343회 mRNA Transport on the ER Subdomain in Rice Endosperm Cells
페이지 정보
작성자 : 관리자 날짜 : 작성일02-05-30 21:32 조회 : 3,257회본문
343회
연사 : 최 상 봉, 한국생명공학연구원
제목: mRNA Transport on the ER Subdomain in Rice Endosperm Cells
Abstract
Selective RNA transport facilitates the rapid protein synthesis in the specific intracellular region of the developing embryo and highly polarized cells such as Drosophila egg and dendrocytes.
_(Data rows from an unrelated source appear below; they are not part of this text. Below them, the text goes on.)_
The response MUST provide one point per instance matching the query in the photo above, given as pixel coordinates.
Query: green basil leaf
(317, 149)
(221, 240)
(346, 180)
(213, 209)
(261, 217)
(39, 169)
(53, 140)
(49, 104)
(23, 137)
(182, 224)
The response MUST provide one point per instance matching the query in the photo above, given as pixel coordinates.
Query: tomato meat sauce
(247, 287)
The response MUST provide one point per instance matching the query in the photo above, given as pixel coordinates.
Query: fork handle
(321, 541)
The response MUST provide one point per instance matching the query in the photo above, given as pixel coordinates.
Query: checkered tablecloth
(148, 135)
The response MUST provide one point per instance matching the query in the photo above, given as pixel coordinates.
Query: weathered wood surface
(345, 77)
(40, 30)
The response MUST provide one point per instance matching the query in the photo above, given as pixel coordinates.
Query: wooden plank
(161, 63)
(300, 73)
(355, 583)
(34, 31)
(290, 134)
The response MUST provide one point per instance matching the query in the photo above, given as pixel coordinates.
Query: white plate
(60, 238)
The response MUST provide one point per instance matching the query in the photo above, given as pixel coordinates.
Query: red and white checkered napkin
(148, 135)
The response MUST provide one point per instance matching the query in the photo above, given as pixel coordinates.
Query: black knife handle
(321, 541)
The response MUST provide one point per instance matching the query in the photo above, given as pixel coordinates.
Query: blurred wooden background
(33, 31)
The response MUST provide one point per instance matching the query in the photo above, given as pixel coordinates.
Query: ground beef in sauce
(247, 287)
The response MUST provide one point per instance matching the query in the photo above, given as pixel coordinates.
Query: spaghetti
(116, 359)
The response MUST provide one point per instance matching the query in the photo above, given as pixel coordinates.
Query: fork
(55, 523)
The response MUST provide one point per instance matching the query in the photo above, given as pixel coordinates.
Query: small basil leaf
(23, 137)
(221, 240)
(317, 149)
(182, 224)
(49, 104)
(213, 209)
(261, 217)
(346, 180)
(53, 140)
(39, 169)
In plant, although cell-to-cell and long distance RNA transport system that are observed in the RNAs of virus and transcription factors have been studied broadly, intracellular RNA transport has not been investigated. In this presentation, the intracellular transport of rice storage protein RNA is demonstrated. Rice synthesizes and accumulates two major classes of storage proteins, prolamines and glutelins, which are stored in different subcellular compartments of the secretory pathway. Prolamines are deposited directly as spherical protein granules within the ER lumen, whereas glutelins are transported from the ER to the Golgi where they are eventually packaged in protein storage vacuoles. It has been reported previously that prolamine and glutelin RNAs assymmetrically distributed within the cell. To identify the cis-acting element required for the prolamine RNA targeting, transgenic rice plants expressing the modified prolamine RNAs were generated and used for in situ RT-PCR. Fluorescently-labeled signals from the transgenic lines were detected and compared with those from wild-type rice seed sections. Results showed that the transport and targeting of prolamine RNAs to the protein body ER requires specific RNA signal determinants although the presence of an initiation codon is essential. RNA fine mapping result demonstrated that prolamine RNA targeting requires at least two different signal determinants for the targeted localization to the protein body ER. One of the signal determinants is located within the 3' untranslated region and a second one resides on the upstream of coding sequences. Further efforts were made to identify the trans-acting factors that bind to prolamine RNA sequence, and to tract the prolamine RNA movement using GFP-RNA fusion constructs.